Similarly to the nutritional evaluation, the immunological parameters in the course of cirrhosis were preferentially evaluated in alcoholic aetiology [2, 12, 32–34]. In our comparative study, the behavior of the lymphocytes mediating the nutritional and immunological alterations was similar in alcoholic and HCV groups. A possible explanation for this similarity in the lymphocyte counting may be due to the fact that the better nutritional state is compensated with the higher immunological alteration and vice-versa in the HCV and alcoholic aetiologies, respectively.
Among the evaluated immunological parameters, there has been observed the decrease in the complement components, fraction 4 in particular, associated with the opsonic and bactericide activity of the cirrhotic sera [35–37]. One could then speculate that lower levels of C4 would lead to higher frequency of infectious processes.
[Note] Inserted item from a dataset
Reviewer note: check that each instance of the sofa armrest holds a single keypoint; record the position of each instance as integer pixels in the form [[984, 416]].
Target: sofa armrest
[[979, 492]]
One of the most common immunological alterations in cirrhotic patients is the occurrence of hypergammaglobulinemia , with variable increase in IgG, IgA and IgM in different hepatic disorders . In patients with alcoholic cirrhosis there has been shown elevated levels of IgA and IgG [40–42], and normal IgM . Contrariwise, we have observed equal levels of IgG in the alcoholic-cirrhotic and control groups, and elevated levels of IgG and IgM in the HCV-cirrhotic patients. Since many of the former studies with alcoholic cirrhosis were carried out before the HCV detection, it is difficult to rule out an eventual aetiologic association. The elevated levels of IgM and IgG in HCV cirrhosis, described by Sarin and collaborators (1997), could be due to the dysfunction of the T cells, currently taken as responsible for the virus persistence, as well as the severity of the hepatic disease . The elevated levels of IgM found in the HCV group in our study corroborate with Sarin's et al findings .
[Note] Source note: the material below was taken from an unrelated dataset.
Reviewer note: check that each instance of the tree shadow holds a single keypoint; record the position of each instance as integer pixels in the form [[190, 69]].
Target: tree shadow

The increase in the IgE levels, however, cannot be associated with severity of the chronic liver disease. As others , we observed the elevation of this fraction in the alcoholic aetiology, but its significance is not clear. It is interesting to note, however, that the degree of malnutrition and anergy was higher in this very group, factors that may influence the levels of IgE [44, 45].
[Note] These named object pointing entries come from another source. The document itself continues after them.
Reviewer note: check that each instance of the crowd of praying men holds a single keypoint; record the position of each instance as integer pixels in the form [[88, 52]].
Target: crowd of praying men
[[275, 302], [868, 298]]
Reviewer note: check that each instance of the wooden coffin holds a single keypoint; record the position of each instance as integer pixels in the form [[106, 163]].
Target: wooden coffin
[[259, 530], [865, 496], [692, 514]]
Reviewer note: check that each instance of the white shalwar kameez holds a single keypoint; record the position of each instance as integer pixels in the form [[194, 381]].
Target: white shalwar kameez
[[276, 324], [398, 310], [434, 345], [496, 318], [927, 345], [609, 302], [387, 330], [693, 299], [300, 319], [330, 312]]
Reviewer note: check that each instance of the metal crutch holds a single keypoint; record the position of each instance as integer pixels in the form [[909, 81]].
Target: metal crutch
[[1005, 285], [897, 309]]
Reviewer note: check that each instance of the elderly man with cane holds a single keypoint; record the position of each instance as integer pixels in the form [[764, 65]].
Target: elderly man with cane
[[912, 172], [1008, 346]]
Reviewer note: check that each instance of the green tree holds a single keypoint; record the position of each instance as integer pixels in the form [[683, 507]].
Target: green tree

The reduction in the number of lymphocytes and the depression in the response to the intradermic tests peculiar to a delayed hypersensitivity seem to be directly related to the severity of liver damage [1, 46–48]. In our study, there was no discrimination among the different aetiologies of cirrhosis according to the lymphocyte subpopulations, CD4+ and CD8+, as seen by others . Even though, the CD4/CD8 ratio has distinguished the cirrhotic group from the control patients, what had been reported for the alcoholic aetiology of cirrhosis .
Intradermic test of delayed hypersensitivity with higher percentages of anergy have been described by many authors in alcoholic cirrhosis [1, 2, 12, 33]. Anergy was found more frequently among alcoholic patients, albeit poor intradermic response was equally frequent in HCV and alcohol groups, differently from other findings . It is important to point out that the immunodeficiency of the HCV group was not associated with higher degrees of malnutrition, except for the lower mean values of the albumin which has been related to the anergy of the intradermic tests .
The most noticeable laboratorial alterations of the HCV group could be related to a deficient cellular immune response. This non-nutritional factor may probably be connected with the severity of the hepatocellular lesion or to immunological alterations triggered by the HCV. These hypotheses demand further investigations to be confirmed.